I finished in less than half the time allotted. I was pumped.
And then the scores came up.
Remember – I made absolutely no preparation. The last real math class I had was in the spring of 1986 – almost twenty-two years ago.
Going into the testing room, my internal measure of success was getting out in the shortest possible time so I could go back to bed or get on with my Saturday.
And then the scores came up.
Kind readers, have you figured out that I have a competitive side and a bit of an ego that… well… that spills out of my head from time to time? I know that about myself and it sometimes gets the better of me.

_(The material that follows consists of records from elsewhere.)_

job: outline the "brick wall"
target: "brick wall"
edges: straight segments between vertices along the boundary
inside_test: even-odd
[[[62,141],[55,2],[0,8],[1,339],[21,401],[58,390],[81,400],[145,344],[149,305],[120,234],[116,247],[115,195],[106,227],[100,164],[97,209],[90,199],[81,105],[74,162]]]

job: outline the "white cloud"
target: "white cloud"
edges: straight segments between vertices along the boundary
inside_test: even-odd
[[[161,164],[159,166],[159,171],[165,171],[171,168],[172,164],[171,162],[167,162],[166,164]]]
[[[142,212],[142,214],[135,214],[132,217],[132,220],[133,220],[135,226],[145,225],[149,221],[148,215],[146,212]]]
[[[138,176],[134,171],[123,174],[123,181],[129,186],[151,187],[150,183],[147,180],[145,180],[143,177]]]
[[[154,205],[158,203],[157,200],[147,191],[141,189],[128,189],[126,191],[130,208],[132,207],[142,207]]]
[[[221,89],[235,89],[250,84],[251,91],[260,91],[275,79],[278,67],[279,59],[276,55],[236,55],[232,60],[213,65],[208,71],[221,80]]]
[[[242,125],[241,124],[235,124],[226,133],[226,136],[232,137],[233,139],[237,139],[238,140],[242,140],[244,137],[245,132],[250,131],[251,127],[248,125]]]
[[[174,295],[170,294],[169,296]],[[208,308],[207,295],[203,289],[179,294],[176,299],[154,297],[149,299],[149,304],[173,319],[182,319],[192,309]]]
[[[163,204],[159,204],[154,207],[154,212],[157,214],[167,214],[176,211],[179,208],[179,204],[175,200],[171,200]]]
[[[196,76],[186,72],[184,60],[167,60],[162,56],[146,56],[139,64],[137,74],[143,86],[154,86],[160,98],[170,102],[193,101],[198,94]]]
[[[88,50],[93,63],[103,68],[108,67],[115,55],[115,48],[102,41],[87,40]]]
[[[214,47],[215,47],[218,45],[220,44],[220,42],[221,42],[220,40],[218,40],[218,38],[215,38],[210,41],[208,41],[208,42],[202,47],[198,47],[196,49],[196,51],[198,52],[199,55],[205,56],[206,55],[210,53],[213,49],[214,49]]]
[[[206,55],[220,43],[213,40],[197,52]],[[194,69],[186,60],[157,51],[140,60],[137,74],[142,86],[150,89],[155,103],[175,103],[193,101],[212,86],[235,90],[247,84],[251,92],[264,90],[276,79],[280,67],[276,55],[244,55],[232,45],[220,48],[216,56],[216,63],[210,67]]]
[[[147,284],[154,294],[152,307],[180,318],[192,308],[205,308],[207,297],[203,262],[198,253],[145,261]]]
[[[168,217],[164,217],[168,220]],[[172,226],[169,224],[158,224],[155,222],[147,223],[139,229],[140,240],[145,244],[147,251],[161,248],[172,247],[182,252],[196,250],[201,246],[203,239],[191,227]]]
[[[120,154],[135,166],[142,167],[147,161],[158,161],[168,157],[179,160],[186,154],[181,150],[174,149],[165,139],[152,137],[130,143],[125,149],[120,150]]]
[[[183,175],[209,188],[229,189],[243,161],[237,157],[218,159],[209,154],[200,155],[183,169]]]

Because then the scores came up.
I had done well!
In fact, I was shocked to see that the combined score of verbal and reasoning was exactly the same as I had earned on the SAT in 1984! (Yes, I remember my SAT scores.)
The competitive side of me rose up and I have been kicking myself ever since.
The scores were good!
What if I had used the scratch paper on a few of the math problems?
What if I had actually picked up one of the sharpened pencils they had handed me instead of doing all mental math? People who dine with me know how dangerous it is to rely on my mental math.
What if I had really read the passages instead of scanning for key words?
What if….
The scores could have been REALLY good!
I almost want to dish out another $140, prepare for the test, and take my time answering it. My competitive side keeps grabbing for the credit card, but my frugal side keeps slapping the competitive hand away.
I have nothing to gain from taking the test again but peace of mind knowing I did as well as I could. The GRE is not a measure of intelligence but a measure of academic skills; knowing I didn’t make full use of the academic skills I have gained over the years gnaws at my mind every waking moment.
The scores could have been really, really good.
Nevertheless, the scores will do for now, but I learned this about me: I will not blow off future tests for convenience.
The next scores will be incredibly good!